Il réfléchit un instant.

- Les cours ne commencent pas avant un mois. D’ici là, j’aurais vu c’que t’as dans le ventre. Si tu fais pas l’affaire, tu vires. Vu ?

- Vu.

- Sois là demain à midi. J’aurais de quoi t’occuper.

Effectivement dès le lendemain Placido n’eut guère le temps de s’ennuyer et put tout juste grignoter une cuisse de poulet dégottée à la cuisine et quelques restes abandonnées par les clients ; ce que le patron appelait “donner le repas du soir”. Épuisé - car la fermeture avait souvent lieu bien après minuit, les clients s’arrêtant volontiers dans cette auberge située juste à l’entrée de la ville - Placido commençait à se demander s’il n’avait pas présumé de ses forces. Et les cours qui n’avaient pas encore commencé... Et cette odeur tenace de cheval... En outre, la fatigue lui brouillait l’entendement et il avait de plus en plus de mal à aligner deux idées. Voilà qui augurait mal de la suite... Matteo ne comprend pas cet acharnement de son ami.

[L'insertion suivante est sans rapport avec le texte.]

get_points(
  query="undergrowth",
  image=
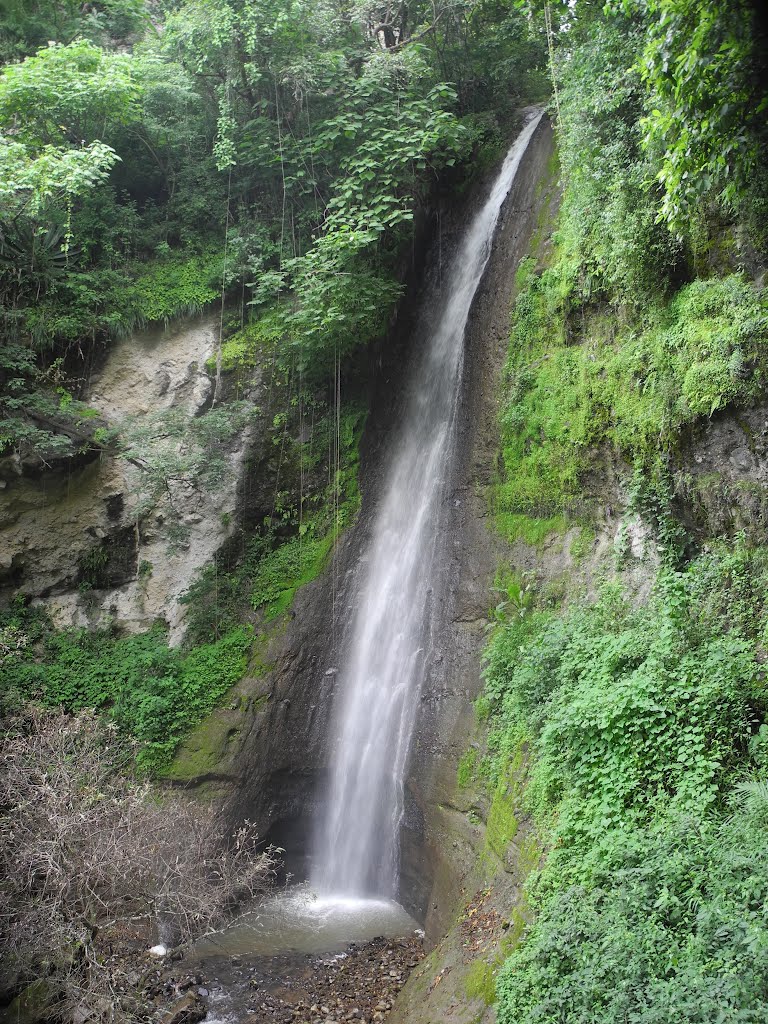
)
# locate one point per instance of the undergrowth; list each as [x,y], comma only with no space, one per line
[292,545]
[153,692]
[573,385]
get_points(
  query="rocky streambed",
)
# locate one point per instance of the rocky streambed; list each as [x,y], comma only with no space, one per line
[357,984]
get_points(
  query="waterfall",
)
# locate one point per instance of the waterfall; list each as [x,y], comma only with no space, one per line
[356,842]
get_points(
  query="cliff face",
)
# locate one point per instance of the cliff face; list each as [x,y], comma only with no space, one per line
[120,539]
[276,748]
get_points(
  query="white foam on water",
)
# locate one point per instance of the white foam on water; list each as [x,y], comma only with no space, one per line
[356,846]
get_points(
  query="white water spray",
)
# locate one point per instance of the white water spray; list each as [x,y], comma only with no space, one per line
[356,849]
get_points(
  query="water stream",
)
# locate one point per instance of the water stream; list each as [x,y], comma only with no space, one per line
[352,893]
[356,848]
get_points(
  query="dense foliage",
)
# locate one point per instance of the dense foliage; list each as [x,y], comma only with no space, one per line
[642,722]
[647,777]
[152,692]
[156,157]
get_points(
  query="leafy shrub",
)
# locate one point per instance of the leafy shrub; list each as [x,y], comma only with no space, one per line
[576,383]
[92,863]
[155,693]
[648,776]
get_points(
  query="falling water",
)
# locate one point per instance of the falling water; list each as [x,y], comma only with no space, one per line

- Tu as encore une mine de déterré. Si tu continues comme ça, tu ne pourras même pas suivre les cours, et tu auras tout gagné.

- J’ai besoin d’argent, Matteo.

- Pour ce qu’il te paie bien, ton aubergiste !   Et puis les cours vont bientôt commencer. Je sais que tu es un fin latiniste et que ces cours là sont superflus mais pense à tout le reste. C’est qu’il faut en savoir des choses, avant même de pouvoir aller à l’université. 

- Je trouverai bien une solution.

- C’est ça, tu as de l’avenir dans l’hôtellerie !



[1]               Ce que la nature ne t’a pas donné, Salamanque ne te le fournit pas.